December 7th, 20101:55 pm


Choosing a the Right Wedding Photographer for Your Wedding

The amount of people these days who will try to market themselves as a photographer is amazing.  Many brides have discovered that sadly, the photographer they hired who was supposed to have years of professional experience, was only a “casual” photographer who hadn’t even taken any professional wedding shots in his or her life.

To find the right photographer, follow these steps so that you know that you will end up with some beautiful pictures that you and your groom will love looking back over for years to come.

Who did your Friends Use?

Know a friend who got married lately?  Like the pictures that he or she had done?  Then why not try to book the same photographer?  Photographers thrive off of “word of mouth” marketing, especially since there is so much competition in the field.  If you know that they have done a good job before, then they will probably do a fantastic job again.

Check their Samples

Make sure that the photographer you choose actually has sample shots of wedding photos in their portfolio.  An album full of flowers and artistic photos may be nice and all, but wedding shots are a bit different than taking pictures of a lily.  Wedding shots require creativity, knowledge of positioning, and they have to have a quick eye so that they can get those impromptu wedding shots taken fast.

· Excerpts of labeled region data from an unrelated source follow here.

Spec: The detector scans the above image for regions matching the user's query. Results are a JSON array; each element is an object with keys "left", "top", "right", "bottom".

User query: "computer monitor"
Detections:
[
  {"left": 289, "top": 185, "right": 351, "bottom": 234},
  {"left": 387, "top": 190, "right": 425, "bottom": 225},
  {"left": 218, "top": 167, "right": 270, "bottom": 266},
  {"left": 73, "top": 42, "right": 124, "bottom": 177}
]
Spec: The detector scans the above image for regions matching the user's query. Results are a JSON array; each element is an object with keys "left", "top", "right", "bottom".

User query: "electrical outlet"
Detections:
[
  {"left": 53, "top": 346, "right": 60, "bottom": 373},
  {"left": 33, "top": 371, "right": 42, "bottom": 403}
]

When do you Want the Photographer?

To pay for the photographer for the entire day will probably be quite expensive.  Some of the times in which you may want your photographer present are:

  • As the bride is getting ready
  • The ceremony, particularly the “kiss” and signing of the Marriage Certificate
  • The bride, groom, and wedding party shots after the ceremony, and before the reception (or pre-reception)
  • During the reception
  • The “after party” once the meal has been served

Read the Contract

One thing that a lot of brides and grooms don’t do is actually read through the contract.  They will take the vendor’s word for what they think they will be getting, only to then sadly discover on their wedding day that what they thought they were getting was not in the contract.

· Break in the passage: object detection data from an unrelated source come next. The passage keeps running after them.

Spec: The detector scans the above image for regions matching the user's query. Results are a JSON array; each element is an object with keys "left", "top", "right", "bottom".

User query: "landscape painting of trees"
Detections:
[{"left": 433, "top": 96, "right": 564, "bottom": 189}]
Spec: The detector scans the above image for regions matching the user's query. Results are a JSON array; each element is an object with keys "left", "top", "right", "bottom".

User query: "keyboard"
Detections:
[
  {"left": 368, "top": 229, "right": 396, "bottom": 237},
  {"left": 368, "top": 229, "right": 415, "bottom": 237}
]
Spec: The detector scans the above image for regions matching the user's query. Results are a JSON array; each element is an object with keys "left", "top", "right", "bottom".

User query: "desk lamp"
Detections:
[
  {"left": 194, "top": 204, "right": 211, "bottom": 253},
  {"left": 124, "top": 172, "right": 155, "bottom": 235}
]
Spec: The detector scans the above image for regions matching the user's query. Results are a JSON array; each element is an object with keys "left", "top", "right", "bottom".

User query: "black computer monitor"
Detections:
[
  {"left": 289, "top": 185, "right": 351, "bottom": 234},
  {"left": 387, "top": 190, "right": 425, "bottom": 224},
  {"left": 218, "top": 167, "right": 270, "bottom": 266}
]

All basic contacts should include:

  • The amount of time the photographer will be at your wedding
  • If they will be at the ceremony, the reception, or both
  • How much per hour you will be paying the photographer
  • How many shots you will be receiving after the wedding, if they are color or not, and in what time frame you can expect the pictures to be delivered

If you discuss any other details, such as if they will be doing any videographer work for a reduced fee or even for free, make sure that that is penciled into the contract; otherwise there is a good chance you won’t get what you asked for.  Remember, the contract is the agreement to what services you will be getting; if the service isn’t on there, then you probably aren’t going to get what you thought you were getting.